How about the occasional intern who in response to my scholarly discussion of diagnostic criteria might say... "Really?"
Hasn't happened yet. But there were a few times when my diagnostic preaching was followed by an unusually long pause and then:
"So, are you saying that this is not major depression (or panic disorder, or schizophrenia, or [you name it])?" i.e, questions that challenge my pedantic insistence on precise numbers for quantifying sets of symptoms and duration.
I called those "Questioning the DSM Questions" (QDQs) as they attack the very essence of our diagnostic system. Young psychiatrists asking such QDQs tend to experience a fair amount of cognitive dissonance, which explains a slightly bewildered appearance that routinely precedes the asking of the questions.

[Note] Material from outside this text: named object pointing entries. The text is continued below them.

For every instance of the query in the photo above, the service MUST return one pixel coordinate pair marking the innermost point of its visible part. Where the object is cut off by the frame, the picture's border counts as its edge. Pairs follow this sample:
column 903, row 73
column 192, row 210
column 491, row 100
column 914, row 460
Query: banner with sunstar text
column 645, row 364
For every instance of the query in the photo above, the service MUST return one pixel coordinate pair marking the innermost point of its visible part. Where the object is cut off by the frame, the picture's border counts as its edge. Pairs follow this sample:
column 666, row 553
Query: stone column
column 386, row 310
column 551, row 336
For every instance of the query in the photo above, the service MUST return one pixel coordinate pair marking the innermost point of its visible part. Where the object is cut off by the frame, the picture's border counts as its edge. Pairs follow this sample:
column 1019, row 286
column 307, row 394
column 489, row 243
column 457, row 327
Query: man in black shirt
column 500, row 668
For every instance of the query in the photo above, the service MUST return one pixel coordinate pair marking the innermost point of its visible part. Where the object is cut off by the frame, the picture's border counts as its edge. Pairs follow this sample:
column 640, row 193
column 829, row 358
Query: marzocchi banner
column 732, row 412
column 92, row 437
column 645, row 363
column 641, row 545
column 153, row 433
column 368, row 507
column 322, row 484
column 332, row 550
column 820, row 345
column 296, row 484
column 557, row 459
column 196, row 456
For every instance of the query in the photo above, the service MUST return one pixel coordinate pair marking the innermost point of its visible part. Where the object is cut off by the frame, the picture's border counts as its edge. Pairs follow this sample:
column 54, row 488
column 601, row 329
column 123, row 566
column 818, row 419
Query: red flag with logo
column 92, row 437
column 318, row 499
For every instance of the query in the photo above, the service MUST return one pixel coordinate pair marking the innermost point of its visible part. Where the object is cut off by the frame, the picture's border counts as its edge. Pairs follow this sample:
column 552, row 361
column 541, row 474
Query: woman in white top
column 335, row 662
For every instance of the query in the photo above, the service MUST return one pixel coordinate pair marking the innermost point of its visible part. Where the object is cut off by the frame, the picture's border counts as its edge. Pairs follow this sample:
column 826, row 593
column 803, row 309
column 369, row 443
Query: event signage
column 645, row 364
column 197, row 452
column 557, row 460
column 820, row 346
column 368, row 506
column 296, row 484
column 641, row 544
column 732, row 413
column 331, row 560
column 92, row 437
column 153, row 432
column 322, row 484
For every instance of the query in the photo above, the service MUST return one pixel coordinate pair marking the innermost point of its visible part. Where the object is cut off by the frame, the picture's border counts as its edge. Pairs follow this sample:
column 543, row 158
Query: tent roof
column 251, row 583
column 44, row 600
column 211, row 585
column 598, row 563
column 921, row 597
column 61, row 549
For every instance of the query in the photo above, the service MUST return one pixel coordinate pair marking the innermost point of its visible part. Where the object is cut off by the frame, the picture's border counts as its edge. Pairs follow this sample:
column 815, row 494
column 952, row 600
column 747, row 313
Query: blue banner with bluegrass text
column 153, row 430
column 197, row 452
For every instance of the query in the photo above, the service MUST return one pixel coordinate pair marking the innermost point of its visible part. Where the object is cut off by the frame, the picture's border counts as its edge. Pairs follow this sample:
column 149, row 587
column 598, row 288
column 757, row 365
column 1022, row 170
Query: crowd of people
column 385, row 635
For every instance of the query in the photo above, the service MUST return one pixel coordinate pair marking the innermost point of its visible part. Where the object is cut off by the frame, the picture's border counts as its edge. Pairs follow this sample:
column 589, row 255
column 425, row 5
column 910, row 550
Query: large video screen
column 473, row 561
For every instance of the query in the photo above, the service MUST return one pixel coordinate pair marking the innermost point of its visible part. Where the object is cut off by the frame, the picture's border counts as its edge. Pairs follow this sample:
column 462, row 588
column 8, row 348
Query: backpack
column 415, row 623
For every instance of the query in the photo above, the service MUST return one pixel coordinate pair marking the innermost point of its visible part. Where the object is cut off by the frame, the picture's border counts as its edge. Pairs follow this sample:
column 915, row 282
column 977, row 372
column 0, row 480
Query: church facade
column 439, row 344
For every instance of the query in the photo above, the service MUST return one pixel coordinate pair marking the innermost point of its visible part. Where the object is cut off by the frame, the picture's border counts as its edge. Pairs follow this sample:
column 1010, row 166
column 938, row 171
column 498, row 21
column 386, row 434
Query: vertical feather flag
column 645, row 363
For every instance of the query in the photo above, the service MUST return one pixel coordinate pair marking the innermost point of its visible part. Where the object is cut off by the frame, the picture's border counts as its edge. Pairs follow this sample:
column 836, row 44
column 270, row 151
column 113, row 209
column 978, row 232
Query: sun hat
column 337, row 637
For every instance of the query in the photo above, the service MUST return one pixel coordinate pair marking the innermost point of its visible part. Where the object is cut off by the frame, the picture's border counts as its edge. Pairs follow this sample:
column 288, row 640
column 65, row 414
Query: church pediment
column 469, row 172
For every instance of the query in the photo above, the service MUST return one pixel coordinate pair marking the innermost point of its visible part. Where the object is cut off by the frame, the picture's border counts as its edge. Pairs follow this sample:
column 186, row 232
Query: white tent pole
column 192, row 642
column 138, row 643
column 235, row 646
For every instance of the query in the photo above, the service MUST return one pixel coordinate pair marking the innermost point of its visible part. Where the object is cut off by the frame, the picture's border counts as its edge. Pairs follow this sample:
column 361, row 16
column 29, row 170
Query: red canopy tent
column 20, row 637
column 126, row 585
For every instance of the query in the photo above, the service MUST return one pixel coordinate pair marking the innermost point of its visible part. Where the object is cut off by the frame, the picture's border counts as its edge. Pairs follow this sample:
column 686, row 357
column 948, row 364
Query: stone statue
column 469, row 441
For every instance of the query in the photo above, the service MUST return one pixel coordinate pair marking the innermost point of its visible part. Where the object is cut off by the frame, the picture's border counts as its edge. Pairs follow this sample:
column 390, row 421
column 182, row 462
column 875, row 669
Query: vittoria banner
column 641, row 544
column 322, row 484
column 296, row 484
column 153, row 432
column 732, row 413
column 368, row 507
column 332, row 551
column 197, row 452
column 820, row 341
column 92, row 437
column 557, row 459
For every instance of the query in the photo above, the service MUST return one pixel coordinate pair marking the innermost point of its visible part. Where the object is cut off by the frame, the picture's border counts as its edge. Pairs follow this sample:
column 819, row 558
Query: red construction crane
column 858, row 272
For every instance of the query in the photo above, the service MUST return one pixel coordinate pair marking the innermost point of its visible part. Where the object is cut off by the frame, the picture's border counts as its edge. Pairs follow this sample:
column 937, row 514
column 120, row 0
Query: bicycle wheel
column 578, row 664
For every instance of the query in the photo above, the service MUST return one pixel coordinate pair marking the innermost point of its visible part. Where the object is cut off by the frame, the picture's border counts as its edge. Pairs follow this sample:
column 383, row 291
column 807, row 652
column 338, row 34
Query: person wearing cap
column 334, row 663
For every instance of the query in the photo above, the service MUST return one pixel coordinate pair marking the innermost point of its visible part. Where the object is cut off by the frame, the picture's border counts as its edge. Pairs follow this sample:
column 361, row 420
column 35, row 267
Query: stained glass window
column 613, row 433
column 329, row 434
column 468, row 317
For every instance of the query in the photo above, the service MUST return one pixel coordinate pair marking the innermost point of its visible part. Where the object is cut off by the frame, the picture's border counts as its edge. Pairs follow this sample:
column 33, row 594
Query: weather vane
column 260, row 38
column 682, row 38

"I have a patient who looks depressed, complains of depression, the patient's presentation made the air in the room feel thick with depression. I say this is depression. But DSM says this is not depression. DSM is the most expert consensus about diagnosis, isn't it? So the experts must have it right, but I have it right too. Then, who is right? We can't all be. Or can we?"
And the poor intern feels as if his mind is going to blow his head wide open.
Unfortunately, the QDQs don't get asked nearly often enough. So, most of the mornings, we simply review more or less arbitrary diagnostic criteria according to current psychiatric classification. Maybe a map of an elusive reality, but the only one we have at this time.
And our morning rounds are then a preliminary training in the fine art of map reading and interpretation, while remembering that the map is not the territory.